Brought to you by WBIW News and Network Indiana
Last updated on Wednesday, March 7, 2012
(INDIANAPOLIS)(WISH) - Donations of food, water and clothing are pouring in for those trying to get back on their feet in southern Indiana. But are those donations getting where they are needed most?
Bags of dog food, bottles of water and dozens of other disaster relief items are being collected by the central district of the United Methodist Churches. The donation truck sits in the parking lot of St. Luke's on the north side of Indianapolis. It is the third truckload of donations collected by the central district - an indication of how much people like Charlene Lee, who was donating diapers Tuesday, want to help.
"I was going to drive down to Scottsburg," Lee said, "but I didn't have time to do it today."
And officials said giving to churches, food banks and emergency relief agencies in your local area is a better idea than driving donations into affected areas yourself.
"It's just so hard for us to store and distribute and things like that," said Mike Rowland of The Salvation Army. "Only (Monday) night did we secure some warehouse space."
A church in Henryville packed with boxes of food, water and clothing is an example of what happens when the donations are just dropped off. Items pile up, distribution is slow and no one is sure who needs what.

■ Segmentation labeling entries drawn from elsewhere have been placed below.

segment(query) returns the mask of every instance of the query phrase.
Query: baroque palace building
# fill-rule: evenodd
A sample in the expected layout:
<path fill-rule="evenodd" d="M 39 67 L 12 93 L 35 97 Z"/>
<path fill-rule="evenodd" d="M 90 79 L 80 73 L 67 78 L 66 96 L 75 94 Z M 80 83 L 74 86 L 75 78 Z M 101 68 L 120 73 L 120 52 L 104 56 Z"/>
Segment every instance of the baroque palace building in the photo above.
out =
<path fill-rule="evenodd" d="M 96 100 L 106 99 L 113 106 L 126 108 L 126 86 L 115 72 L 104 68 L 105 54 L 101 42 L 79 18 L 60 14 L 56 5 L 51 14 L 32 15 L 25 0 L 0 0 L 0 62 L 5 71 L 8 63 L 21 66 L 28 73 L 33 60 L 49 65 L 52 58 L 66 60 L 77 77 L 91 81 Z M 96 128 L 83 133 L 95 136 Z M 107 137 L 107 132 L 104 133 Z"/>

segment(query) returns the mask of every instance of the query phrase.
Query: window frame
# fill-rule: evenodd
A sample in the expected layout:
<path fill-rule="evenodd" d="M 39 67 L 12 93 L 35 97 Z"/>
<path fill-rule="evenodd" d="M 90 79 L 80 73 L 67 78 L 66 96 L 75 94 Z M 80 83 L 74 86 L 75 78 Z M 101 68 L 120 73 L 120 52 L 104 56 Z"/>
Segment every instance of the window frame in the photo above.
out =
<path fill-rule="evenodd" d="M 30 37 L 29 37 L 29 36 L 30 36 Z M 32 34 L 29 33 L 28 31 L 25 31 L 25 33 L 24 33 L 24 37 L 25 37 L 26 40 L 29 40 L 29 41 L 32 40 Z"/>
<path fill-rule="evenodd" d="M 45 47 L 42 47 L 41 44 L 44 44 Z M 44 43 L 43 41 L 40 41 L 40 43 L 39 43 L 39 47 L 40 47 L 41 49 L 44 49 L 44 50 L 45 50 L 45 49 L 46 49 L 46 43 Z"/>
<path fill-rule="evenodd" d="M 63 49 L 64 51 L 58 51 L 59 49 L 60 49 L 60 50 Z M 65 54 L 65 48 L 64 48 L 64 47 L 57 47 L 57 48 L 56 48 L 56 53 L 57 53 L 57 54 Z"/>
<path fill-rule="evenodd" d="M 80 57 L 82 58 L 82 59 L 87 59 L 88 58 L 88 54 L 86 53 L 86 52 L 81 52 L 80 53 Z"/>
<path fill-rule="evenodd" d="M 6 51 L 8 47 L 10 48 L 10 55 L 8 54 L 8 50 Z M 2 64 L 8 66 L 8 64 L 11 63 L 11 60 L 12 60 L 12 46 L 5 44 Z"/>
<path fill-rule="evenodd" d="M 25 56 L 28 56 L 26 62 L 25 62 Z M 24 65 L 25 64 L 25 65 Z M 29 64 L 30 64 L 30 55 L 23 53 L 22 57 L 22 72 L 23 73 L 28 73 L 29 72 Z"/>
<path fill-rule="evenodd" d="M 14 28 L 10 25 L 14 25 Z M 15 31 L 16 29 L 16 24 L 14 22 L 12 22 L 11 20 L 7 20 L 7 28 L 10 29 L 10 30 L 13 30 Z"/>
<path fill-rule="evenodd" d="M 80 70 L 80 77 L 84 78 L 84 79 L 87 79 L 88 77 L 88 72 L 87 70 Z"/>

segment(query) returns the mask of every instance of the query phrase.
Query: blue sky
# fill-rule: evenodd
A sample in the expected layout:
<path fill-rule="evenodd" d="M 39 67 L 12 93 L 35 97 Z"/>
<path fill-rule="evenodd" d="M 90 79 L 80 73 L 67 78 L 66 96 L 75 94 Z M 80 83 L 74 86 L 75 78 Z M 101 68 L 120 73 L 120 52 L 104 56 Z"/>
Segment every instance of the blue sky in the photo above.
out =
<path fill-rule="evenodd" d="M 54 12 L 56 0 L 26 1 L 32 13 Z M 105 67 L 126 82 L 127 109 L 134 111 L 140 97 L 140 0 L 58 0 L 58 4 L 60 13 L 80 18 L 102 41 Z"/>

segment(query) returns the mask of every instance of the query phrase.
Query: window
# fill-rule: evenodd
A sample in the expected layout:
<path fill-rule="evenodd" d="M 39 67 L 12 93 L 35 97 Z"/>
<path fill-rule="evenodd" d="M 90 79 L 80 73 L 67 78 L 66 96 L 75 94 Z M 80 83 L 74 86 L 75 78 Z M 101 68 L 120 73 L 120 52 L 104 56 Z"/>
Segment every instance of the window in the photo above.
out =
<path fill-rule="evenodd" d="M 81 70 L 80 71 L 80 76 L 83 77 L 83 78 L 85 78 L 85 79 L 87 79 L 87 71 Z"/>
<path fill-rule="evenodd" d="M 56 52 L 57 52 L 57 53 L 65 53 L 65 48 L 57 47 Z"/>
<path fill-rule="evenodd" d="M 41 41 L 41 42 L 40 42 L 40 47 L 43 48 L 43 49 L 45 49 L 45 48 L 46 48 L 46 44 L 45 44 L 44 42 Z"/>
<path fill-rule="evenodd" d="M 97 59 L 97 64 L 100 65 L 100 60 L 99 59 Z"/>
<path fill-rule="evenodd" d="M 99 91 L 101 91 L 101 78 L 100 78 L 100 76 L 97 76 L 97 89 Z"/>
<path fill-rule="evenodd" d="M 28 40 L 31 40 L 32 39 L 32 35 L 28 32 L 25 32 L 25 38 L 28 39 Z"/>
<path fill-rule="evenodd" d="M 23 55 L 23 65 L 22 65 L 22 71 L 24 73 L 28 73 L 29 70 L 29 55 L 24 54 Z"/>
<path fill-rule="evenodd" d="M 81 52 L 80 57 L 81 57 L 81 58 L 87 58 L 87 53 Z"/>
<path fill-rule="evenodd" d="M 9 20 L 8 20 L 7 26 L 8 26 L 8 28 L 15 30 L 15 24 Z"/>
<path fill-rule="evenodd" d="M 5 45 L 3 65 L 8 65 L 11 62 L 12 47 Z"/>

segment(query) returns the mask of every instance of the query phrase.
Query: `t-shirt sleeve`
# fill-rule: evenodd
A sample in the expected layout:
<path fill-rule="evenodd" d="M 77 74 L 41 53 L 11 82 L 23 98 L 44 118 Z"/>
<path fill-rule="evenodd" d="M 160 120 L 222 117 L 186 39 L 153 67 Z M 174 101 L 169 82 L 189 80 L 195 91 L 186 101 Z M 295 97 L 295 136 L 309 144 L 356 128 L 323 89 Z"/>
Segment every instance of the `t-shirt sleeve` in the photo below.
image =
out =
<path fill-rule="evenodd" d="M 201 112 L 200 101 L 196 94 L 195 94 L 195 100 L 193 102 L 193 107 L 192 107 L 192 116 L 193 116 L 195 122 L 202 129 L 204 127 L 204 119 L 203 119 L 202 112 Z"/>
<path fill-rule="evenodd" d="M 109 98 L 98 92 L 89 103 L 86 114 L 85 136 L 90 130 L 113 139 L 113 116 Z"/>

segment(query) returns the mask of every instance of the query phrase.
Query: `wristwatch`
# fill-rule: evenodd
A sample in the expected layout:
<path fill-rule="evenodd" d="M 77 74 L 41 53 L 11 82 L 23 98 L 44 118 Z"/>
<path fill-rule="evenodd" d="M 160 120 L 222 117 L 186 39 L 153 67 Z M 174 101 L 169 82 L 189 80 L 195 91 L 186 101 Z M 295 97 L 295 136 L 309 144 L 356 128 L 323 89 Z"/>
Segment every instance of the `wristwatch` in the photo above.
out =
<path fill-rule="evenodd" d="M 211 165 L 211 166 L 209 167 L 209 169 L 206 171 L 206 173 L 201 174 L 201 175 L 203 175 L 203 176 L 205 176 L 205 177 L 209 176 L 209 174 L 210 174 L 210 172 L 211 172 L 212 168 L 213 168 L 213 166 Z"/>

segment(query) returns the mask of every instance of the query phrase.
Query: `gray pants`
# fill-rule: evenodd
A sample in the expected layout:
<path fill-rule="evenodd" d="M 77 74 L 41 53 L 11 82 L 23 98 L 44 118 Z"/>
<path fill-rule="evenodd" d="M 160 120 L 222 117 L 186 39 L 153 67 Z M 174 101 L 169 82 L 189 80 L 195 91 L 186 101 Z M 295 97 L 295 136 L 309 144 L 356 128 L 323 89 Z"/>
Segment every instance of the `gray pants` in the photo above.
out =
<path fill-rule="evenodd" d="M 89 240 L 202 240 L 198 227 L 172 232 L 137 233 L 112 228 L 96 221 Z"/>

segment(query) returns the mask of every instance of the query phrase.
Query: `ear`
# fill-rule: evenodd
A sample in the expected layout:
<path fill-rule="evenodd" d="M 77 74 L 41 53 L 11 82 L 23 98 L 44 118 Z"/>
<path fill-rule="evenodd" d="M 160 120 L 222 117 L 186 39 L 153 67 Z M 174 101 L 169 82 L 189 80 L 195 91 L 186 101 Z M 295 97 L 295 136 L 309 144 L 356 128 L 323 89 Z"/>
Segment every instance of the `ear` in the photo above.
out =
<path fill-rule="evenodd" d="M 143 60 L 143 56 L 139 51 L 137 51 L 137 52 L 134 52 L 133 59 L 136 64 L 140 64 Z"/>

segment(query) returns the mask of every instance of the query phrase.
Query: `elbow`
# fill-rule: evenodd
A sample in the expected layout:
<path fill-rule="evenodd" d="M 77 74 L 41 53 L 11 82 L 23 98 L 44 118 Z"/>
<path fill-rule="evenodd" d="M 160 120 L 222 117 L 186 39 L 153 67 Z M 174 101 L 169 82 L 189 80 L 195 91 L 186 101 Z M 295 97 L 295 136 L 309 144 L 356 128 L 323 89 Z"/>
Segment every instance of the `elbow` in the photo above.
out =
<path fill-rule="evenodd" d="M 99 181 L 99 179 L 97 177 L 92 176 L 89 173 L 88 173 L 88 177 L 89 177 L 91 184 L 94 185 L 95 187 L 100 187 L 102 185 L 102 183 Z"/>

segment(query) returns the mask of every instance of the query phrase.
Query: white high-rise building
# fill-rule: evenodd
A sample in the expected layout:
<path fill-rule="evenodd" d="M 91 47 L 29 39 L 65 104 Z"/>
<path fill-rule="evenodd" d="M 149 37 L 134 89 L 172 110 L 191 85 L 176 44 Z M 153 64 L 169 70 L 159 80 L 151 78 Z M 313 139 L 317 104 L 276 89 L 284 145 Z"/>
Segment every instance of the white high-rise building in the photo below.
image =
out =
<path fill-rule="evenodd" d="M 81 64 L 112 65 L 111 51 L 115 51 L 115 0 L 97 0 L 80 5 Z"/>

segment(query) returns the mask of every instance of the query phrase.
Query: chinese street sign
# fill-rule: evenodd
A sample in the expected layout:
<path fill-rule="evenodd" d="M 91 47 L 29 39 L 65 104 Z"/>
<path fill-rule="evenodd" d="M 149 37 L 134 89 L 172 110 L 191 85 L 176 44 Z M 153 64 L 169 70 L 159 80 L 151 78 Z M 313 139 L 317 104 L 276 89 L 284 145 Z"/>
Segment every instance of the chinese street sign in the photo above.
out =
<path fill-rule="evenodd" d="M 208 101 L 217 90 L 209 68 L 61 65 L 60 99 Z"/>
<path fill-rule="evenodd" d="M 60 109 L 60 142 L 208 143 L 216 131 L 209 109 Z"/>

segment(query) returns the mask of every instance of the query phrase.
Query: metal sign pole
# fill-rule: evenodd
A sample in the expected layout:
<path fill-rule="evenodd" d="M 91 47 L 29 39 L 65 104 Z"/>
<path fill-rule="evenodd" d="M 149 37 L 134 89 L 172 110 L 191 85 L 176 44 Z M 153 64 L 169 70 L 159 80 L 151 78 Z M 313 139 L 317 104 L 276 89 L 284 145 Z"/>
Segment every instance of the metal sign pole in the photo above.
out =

"As we're down there longer, we're going to figure out what some of those needs are," Rowland said. "Do we need to get clothing? Do we need pallets of bottled water? Do we need food? And then we can collect some of those material goods. But we're still in the initial stages of our response there."
Specific needs right now, according to the Indiana Association of United Ways and the joint information center, include paper products, cleaning items, trash bags, personal hygiene items, baby goods, pet food and towels.
Money, however, is still the most important, and has a two-fold impact.
"It allows us to get what's needed," Rowland said. "We go down there, we assess what's needed and we get it right away. But also we can spend that money in those local communities and kind of get them back on their feet."
The United Methodist Church collection works because the group has a warehouse in Jeffersonville to store the donations. It can then distribute the items when and where they're needed. They'll be collecting until Sunday evening.